Namun, ironisnya, setelah diampuni, hamba yang sama bertemu dengan seorang sesama hambanya yang berutang sedikit kepadanya, mungkin hanya seratus dinar. Alih-alih menunjukkan belas kasihan yang sama seperti yang ia terima, hamba ini justru bersikap keras, mencekik sesama hambanya, dan menuntut pembayaran utangnya. Ketika sesama hambanya memohon waktu, ia menolak dan menyeretnya ke penjara hingga utang itu terbayar.

Perilaku inilah yang kemudian memicu kemarahan sang raja. Matius 18:34 secara ringkas menggambarkan respons raja: "Maka marahlah tuannya itu dan menyerahkannya kepada Algojo, sampai ia membayar seluruh utangnya." Frasa "menyerahkannya kepada Algojo" melambangkan hukuman dan konsekuensi dari tindakan ketidakberbelas kasihan. Sang raja tidak lagi melihat hamba itu layak mendapatkan pengampunan setelah ia sendiri menunjukkan hati yang kejam.

Pelajaran mendalam dari ayat ini adalah tentang pentingnya belas kasihan dan pengampunan dalam kehidupan seorang pengikut Kristus. Yesus mengajarkan bahwa sebagaimana kita telah diampuni oleh Allah melalui Kristus, demikian pula kita harus mengampuni orang lain. Kegagalan untuk mengampuni menunjukkan ketidakmampuan kita untuk memahami dan menghargai anugerah pengampunan yang telah kita terima.
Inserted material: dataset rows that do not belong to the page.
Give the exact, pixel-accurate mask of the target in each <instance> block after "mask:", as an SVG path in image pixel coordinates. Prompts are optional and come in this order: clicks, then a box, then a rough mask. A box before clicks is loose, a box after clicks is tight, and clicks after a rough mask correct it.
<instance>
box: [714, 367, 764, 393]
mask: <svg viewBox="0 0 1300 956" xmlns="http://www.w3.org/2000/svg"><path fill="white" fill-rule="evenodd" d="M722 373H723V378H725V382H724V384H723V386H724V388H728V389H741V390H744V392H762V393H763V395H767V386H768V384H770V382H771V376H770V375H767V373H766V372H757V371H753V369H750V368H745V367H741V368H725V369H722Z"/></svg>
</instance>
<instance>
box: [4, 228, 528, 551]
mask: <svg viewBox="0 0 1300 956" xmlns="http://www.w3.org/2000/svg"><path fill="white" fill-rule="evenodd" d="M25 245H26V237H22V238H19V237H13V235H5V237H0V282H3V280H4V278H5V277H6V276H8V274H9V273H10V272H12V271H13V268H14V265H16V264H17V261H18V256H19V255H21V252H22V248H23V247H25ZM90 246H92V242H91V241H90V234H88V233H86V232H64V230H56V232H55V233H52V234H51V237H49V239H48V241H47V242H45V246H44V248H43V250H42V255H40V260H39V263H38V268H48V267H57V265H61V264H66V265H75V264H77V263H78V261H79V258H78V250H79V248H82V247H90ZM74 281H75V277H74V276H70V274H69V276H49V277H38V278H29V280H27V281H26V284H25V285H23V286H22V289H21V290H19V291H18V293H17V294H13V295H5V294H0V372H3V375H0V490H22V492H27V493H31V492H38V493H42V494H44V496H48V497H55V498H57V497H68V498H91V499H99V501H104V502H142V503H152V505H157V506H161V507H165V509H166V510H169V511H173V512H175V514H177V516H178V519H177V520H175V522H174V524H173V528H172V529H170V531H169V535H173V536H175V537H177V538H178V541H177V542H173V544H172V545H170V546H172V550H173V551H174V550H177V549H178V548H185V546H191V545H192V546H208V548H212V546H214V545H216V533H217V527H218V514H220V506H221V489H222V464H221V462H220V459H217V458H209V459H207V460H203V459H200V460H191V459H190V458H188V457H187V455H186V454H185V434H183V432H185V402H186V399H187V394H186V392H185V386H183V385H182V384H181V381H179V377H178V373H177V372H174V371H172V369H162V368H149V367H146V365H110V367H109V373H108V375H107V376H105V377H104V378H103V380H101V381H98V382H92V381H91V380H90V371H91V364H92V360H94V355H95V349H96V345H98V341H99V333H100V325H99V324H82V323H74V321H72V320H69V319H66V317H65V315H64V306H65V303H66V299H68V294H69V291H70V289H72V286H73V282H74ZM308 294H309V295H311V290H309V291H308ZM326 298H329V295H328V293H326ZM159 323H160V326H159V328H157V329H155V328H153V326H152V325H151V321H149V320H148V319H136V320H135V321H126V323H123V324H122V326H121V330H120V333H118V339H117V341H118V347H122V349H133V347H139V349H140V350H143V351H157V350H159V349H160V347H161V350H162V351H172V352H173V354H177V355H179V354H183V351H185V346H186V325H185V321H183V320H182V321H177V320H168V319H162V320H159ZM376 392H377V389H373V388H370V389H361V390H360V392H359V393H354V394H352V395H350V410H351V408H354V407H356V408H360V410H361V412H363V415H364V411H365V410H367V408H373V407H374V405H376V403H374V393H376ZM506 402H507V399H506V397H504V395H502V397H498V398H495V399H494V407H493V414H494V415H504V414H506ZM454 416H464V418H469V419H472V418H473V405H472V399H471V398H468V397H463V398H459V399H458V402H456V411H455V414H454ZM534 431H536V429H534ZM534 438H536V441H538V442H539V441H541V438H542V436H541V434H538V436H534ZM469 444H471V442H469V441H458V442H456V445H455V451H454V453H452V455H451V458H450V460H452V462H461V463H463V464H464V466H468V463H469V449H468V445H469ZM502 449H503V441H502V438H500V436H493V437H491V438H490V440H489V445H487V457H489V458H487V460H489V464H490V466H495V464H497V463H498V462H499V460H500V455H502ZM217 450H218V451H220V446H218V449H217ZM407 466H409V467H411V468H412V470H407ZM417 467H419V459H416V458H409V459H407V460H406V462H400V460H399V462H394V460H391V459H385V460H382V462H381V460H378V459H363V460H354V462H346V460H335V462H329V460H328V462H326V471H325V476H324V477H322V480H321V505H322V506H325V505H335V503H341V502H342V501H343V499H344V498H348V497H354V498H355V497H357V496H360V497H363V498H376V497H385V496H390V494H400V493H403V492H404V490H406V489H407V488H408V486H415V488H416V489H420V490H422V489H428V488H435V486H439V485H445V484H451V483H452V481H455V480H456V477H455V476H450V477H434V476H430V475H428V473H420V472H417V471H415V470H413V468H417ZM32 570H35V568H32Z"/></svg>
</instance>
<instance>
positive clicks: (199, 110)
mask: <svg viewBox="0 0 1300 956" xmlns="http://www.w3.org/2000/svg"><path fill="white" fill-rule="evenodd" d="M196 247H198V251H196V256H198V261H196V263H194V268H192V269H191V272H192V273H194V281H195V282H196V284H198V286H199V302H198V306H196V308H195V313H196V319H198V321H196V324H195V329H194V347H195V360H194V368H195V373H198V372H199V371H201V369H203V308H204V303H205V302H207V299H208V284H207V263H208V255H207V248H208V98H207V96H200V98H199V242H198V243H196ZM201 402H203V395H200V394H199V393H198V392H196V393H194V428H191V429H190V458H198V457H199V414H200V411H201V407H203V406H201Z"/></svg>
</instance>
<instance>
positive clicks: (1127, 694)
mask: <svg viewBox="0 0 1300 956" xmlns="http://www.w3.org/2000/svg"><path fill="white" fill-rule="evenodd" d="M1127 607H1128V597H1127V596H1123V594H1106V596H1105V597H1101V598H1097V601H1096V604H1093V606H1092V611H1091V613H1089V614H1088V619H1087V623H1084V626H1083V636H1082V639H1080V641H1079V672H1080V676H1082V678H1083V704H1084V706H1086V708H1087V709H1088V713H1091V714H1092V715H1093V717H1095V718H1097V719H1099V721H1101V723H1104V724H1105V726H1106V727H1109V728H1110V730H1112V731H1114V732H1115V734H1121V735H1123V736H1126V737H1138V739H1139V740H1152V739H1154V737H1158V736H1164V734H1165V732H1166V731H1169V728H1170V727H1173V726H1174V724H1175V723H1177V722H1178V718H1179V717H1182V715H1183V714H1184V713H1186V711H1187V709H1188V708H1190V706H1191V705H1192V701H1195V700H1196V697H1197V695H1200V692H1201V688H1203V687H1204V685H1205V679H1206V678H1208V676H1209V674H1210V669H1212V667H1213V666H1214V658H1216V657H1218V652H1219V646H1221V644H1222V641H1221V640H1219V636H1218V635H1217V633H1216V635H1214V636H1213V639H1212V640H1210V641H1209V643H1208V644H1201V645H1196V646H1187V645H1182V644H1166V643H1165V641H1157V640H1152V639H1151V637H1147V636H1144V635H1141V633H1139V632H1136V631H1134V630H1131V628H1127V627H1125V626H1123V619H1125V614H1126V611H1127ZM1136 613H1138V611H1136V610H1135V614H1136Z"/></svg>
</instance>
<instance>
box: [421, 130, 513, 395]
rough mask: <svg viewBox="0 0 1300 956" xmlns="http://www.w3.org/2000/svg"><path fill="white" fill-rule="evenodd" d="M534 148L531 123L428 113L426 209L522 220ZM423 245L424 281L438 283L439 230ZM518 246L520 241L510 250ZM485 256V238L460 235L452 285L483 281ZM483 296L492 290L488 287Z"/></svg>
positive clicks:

Tindakan hamba yang tidak berbelas kasihan menunjukkan hati yang egois dan tidak peka terhadap penderitaan orang lain. Ini menjadi pengingat bahwa pengampunan bukanlah pilihan semata, melainkan sebuah perintah yang mencerminkan karakter ilahi. Ketika kita menolak mengampuni, kita seolah-olah menolak berkat pengampunan dari Allah dan membuka diri pada konsekuensi rohani yang berat. Ayat ini mengajarkan kita untuk terus merefleksikan hati kita, memastikan bahwa kita tidak menjadi seperti hamba yang tidak berbelas kasihan, melainkan terus menerus mempraktikkan kasih dan pengampunan yang menjadi inti ajaran Kristus.